Sebelum itu, diadakan
perundingan pendahuluan di Jakarta yang diselenggarakan pada tanggal 17 April
samapi dengan 7 Mei 1948. Perundingan yang dipimpin oleh Marle Cochran wakil
Amerika serikat dalam UNCI. Delegasi Indonesia yang diketuai oleh Moh. Roem
dengan anggotanya Ali Sastro Amijoyo, Dr. Leimena, Ir. Juanda, Prof. Supomo,
dan Latuharhary. Bertindak sebagai penasihat adalah Sutan syahrir, Ir.Laok, dan
Moh Natsir. Delegasi Belanda diketuai oleh Dr. J.H. Van royen dengan anggota
Bloom, Jacob, dr. Van dr Vede, Dr. P.J Koets, Van Hoogstratendan Dr Gieben.
Akhirnya pada tanggal 7 Mei 1949 tercapai Roem Royen Statement.

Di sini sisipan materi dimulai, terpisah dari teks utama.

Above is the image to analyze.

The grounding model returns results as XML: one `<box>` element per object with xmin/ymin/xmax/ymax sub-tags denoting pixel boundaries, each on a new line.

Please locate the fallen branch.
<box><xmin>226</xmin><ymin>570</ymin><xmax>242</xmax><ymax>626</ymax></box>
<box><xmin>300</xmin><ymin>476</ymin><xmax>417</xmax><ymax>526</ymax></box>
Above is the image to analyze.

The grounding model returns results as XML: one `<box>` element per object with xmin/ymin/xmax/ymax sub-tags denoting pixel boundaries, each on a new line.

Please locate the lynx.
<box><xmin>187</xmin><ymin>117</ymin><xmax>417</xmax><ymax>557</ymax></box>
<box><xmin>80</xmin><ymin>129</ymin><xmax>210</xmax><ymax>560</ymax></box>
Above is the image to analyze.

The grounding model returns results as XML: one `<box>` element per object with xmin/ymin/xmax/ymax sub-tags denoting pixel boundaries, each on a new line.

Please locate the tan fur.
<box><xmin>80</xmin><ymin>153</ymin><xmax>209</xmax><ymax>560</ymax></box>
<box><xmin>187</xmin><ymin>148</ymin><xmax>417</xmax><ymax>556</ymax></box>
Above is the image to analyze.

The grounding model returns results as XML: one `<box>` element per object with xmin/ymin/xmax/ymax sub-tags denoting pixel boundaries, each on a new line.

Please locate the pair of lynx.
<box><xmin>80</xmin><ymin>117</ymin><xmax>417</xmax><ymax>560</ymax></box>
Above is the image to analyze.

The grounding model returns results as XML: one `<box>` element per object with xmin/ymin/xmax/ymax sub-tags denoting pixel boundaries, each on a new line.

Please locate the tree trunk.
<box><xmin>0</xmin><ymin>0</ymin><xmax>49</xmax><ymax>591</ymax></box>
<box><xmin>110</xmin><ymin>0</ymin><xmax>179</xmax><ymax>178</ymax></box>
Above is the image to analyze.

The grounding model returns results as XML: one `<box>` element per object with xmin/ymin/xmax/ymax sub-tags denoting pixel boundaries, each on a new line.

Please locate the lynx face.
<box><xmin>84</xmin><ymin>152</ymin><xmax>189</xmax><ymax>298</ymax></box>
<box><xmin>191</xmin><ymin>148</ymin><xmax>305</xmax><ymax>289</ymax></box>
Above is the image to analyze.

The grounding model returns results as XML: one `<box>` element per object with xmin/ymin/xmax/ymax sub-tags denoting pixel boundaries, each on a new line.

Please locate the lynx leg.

Pernyataan
pemerintah RI dibacakan oleh ketua delegasi Indonesia, Moh Roem yang berisi,
antara lain sebagai berikut :
Ø Pemerintah Republik
Indonesia akan mengeluarkan perintah penghentian perang gerilya
Ø Pemerintah RI turut
serta dalam konferensi meja bundar dengan tujuan mempercepat penyerahan kedaulatan
yang lengkap dan tidak bersyarat kepada Negara Republik Indonesia serikat.
Dengan tercapainya kesepakatan
dalam prinsip-prinsip perundingan Roem-Royen, pemerintah Darurat Republik
Indonesia di Sumatera memerintahkan Sri Sultan Hamengku Buwono IX untuk
mengambil alih memerintah Yogyakrta dari pihak Belanda. Pihak TNI masih menaruh
kecurigaan terhadap hasil persetujuan Roem-Royen, tetapi Panglima Besar
Jenderal Sodierman memperingatkan seluruh komando kesatuan agar tidak
memikirkan maslah politik. Pada tanggal 22 Juni 1949, diselenggarakan
perundingan segitiga antar Republik Indonesia, BFO, dan Belanda. Perundingan
itu diawasi PBB yang dipimpin oleh Chritchley menghasilkan tiga keputusan
yaitu:
Ø Pengembalian
Pemerintahan Republik Indonesia ke Yogyakrta yang dilaksanakan pada tanggal 24
Juni 1949.
Ø Pemerintah
menghentikan perang gerilya.
Ø KMB akan
diselenggarakn di Den Haag.
Pada tanggal 1 Juli
1949 pemerintah Republik Indonesia secara resmi kembali ke Yogyakrta disusul
dengan kedatangan para pemimpin Republik Indonesia dari medan gerilya. Panglima
Jenderal Soedirman tiba kembali di Yogyakrta tanggal 10 Juli 1949. Setelah
pemerintah Republik Indonesia kembali ke Yogyakrta, pada tanggal 13 Juli 1949
diselenggarakan sidang cabinet Republik Indonesia yang pertama. Pada kesempatan
itu Mr. Syafrudin Prawiranegara mengembalikan mandatnya kepada wakil presiden,
Moh.Hatta. dalam sidang cabinet juga diputuskan untuk mengangkat Sri Sultan
Hamengku Buwono IX menjadi Menteri Pertahanan merangkap Ketua Koordinator Keamanan.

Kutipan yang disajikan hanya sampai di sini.